BSC 4934 Homework 2

Due: July 26, 2010.

Part A: SwissPROT, UniPROT and PDB DATABASE.

We will now explore Swiss-Prot (currently called UniPROT, the best-curated protein sequence database. A related database is TrEMBL, which is the uncurated version of Swiss-Prot. Go to the SWISSPROT database. Search for P53. Confine your search to only UniProtKB. Since you already know its length, it should be easy to locate P53_HUMAN. Click on it and go to the entry for the protein. After the list of references on the protein, the comments fields tell us, among other things, that p53 acts as a tumor suppressor, and its normal function is to stop cells from growing, or to die at the right time (apoptosis). When something goes wrong with p53, cells can grow in an uncontrolled manner, a hallmark of cancer. Find the section titled "Natural Variations", and you will find a list of alternative splice variants and many mutations of the p53 gene that cause it to make a different amino acid at some position in the protein, making the person prone to getting cancer. These are usually SNPs (single nucleotide polymorphisms) that cause a substitution of one amino acid for another. Find the tumor-causing substitutions of R (arginine) at position 110.

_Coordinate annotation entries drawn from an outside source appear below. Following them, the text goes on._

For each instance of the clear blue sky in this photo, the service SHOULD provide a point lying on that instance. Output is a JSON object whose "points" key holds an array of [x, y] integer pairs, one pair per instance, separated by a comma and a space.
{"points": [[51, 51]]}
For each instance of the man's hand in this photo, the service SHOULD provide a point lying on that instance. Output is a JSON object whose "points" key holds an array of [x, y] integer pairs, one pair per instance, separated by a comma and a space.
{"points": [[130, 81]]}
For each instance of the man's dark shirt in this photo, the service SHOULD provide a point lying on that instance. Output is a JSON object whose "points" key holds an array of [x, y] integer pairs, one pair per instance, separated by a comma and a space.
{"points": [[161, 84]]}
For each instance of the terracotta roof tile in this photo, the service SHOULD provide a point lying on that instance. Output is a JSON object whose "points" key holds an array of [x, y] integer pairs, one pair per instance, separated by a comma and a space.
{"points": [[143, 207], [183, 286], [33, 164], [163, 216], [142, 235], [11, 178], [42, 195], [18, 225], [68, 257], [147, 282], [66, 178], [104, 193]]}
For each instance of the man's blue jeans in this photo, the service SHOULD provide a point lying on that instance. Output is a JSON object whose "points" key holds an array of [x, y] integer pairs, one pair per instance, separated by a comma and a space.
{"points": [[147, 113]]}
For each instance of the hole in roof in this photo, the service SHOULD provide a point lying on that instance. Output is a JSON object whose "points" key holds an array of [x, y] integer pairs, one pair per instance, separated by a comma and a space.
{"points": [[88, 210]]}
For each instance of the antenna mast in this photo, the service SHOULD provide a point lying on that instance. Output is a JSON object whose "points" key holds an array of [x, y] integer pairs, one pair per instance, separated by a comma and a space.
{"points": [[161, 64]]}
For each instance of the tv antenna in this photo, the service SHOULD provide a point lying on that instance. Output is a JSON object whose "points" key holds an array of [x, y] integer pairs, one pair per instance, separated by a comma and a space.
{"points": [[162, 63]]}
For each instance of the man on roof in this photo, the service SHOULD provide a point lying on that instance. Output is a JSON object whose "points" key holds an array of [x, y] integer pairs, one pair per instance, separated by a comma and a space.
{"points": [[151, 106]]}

Q1: What amino acid substitutions of the R at position 110 in the p53 protein are listed as involved in cancers? What SNPs might cause these?

To answer the above question, you will need to go back and find the three nucleic acids in p53 that form the codon that makes the R in position 110 in p53. Then you will have to look in a table of the genetic code to see what codons code for these other amino acids. You can find the genetic code by clicking here.

SWISSPROT gives extensive cross-references to other databases, including GenBank and the mirror site at EMBL (European Laboratory for Molecular Biology), PIR (protein Information Resource), and PDB, the Protein Data Bank, a database of three-dimensional protein structures. We'll look at this later in the assignment. The fact that P53 has PDB links implies that the protein structure has been determined by crystallography or NMR methods.

For now, find the PFAM entry in the p53 SWISSPROT record and click on it. PFAM is a database of multiple alignments of related protein sequences. Sets of protein sequences that have evolved from a common ancestor are very useful in understanding and predicting aspects of protein structure and function. Read the description of the P53 family. Click on "Alignments". Under "View Options" select "Jalview", which is a Java tool to look at the multiple alignment, if you want to explore this further.) You see a "seed" alignment of 7 protein sequences. You can also look at the "full" alignment of 288 proteins from the family. Scan across, and note that some regions of the protein are more highly conserved than others.

In the early days, Amos Bairoch, the designer of SWISSPROT, and his collaborators put a lot of effort into developing generalized "signature" motifs that allow particular substitutions in particular places in the motif, in hopes of finding motifs that would have no false positives or false negatives for a given protein family. The motif database they produced is called PROSITE.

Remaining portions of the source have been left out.